Dengan posisi Indonesia di TPP, AS berkepentingan agar seluruh perusahaannya di Indonesia tetap diamankan. Termasuk soal ketentuan penggunaan kandungan lokal (local content) sebesar 30 persen untuk perusahaan tambang dan mineral dalam melakukan proses produksinya.
“Itu kewajiban UU Minerba. Tapi Freeport tidak pernah mengindahkan. Sehingga, jika jadi gabung TPP, Freeport akan lebih banyak lagi dapat keistimewaan. Karena TPP enggan adanya persyaratan kandungan lokal,” ujar dia.
Dia menjelaskan, salam salah satu kausul TPP disebutkan, intinya, tidak boleh ada salah satu syarat pun untuk menghalangi investasi atau proses perizinan penanaman modal terkait dengan kandungan lokal dalam persentasi tertentu.
“Jadi mau 5-10 persen, apalagi 30 persen mereka menolaknya.

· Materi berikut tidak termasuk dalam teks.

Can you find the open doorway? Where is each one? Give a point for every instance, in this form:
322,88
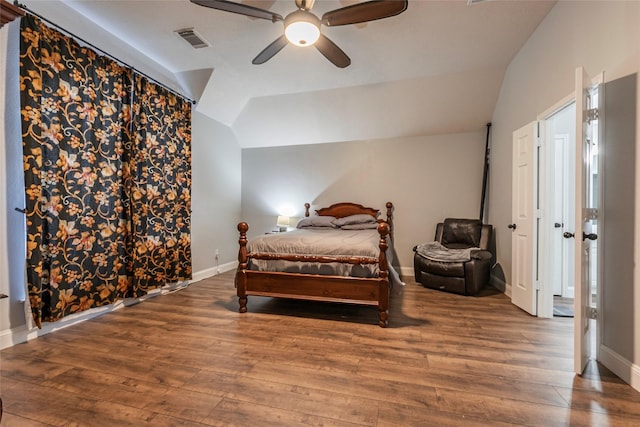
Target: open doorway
557,195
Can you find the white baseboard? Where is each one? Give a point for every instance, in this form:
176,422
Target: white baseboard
626,370
213,271
11,337
406,271
20,334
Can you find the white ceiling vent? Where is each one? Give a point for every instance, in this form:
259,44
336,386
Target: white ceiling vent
193,38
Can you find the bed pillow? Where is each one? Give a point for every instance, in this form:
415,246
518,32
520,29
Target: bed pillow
355,219
318,221
365,226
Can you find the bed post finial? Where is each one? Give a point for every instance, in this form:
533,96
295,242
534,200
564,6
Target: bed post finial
241,274
389,206
383,299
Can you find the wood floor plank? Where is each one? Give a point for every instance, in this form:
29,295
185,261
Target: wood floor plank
188,358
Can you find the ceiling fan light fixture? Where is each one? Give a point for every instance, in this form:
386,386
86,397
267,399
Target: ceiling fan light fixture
302,28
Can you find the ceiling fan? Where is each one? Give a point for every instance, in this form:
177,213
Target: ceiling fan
302,28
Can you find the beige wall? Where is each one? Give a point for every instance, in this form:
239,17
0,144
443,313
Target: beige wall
600,36
427,179
215,194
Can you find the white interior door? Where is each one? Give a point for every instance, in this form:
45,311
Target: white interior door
585,214
523,228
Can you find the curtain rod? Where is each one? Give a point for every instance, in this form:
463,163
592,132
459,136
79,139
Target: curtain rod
26,9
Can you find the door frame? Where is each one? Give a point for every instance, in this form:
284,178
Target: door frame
545,295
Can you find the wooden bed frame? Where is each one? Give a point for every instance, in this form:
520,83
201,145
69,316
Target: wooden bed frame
354,290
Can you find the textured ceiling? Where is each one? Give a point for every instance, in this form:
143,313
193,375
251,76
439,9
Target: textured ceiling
436,68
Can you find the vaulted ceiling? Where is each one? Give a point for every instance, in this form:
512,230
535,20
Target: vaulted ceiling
436,68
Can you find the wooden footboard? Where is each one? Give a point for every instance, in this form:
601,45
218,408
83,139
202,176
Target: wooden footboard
354,290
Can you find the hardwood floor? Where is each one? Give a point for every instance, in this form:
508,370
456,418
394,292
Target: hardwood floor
190,359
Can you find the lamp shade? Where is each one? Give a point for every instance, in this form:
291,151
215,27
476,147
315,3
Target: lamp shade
283,221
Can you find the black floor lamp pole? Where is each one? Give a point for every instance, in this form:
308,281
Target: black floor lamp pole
485,174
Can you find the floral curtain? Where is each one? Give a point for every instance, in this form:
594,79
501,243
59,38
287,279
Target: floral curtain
160,175
90,202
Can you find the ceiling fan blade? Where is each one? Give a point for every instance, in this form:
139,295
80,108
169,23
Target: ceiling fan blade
269,51
305,4
332,52
364,12
242,9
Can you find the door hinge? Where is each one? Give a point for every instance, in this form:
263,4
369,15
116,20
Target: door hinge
590,214
590,115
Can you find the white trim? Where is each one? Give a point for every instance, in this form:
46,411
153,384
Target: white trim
4,260
407,271
626,370
213,271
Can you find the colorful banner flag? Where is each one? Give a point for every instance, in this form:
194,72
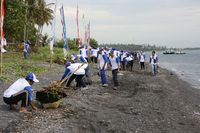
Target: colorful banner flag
2,18
64,31
77,22
88,41
53,29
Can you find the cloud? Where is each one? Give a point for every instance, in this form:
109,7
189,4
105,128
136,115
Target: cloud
161,22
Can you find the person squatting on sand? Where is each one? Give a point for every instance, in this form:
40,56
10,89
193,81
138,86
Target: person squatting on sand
21,90
78,70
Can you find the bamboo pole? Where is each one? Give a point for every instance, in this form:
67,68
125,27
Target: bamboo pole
1,71
51,56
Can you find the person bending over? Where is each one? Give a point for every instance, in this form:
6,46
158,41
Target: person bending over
21,90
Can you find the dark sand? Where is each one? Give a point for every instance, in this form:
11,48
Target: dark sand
142,104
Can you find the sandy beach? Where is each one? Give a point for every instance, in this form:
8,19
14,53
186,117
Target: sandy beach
142,104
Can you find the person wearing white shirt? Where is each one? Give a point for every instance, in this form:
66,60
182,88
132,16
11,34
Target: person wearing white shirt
154,62
21,90
94,53
78,70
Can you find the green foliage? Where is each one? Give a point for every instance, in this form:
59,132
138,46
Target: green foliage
14,19
4,78
21,13
71,43
134,47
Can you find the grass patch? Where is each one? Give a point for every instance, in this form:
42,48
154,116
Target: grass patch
15,66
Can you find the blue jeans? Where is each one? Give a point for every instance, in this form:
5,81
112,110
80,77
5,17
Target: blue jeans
103,76
154,69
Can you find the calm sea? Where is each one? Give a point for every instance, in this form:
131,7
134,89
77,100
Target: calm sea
186,66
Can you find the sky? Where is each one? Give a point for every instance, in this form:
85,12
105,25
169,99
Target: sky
171,23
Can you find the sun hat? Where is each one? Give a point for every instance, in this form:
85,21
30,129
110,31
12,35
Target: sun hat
31,76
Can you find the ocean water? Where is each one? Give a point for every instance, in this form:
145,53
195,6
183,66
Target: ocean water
186,66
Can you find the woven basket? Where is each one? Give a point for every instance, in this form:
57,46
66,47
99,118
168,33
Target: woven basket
53,105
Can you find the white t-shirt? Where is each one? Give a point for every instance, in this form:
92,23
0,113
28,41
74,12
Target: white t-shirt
16,87
94,52
80,71
114,63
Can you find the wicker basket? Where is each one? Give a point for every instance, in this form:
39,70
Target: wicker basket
53,105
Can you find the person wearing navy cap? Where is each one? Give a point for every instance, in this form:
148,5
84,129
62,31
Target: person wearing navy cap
21,90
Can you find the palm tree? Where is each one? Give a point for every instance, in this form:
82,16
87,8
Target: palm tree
39,13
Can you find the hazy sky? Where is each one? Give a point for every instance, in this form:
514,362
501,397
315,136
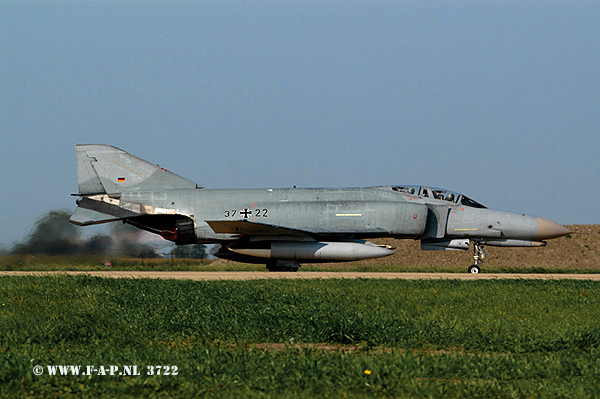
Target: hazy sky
496,99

Jadi tidak boleh. Makanya jika kita masuk TPP, Menteri ESDM (Sudirman Said) senang. Dukungan dia ke Freeport akan lebih kuat lagi dan diatur secara internasional,” paparnya.
Namun, masalah lainnya juga bakal muncul. Kata Rachmi soal kewajiban divestasi Freeport bisa saja ditiadakan. Karena TPP melarang ada divestasi. Sehingga jika pemerintah ngotot minta Freeport untuk divestasi, maka Freepory bisa saja membawa hal ini ke lembaga sengketa internasional.
“Freeport bisa seenaknya menuntut kita ke lembaga sengketa internasional atau ISDS (Investor-State Dispute Settlement). Karena kalimatnya itu terlalu luas, sehingga bisa menimbulkan interpretasi sendiri-sendiri,” papar Rachmi.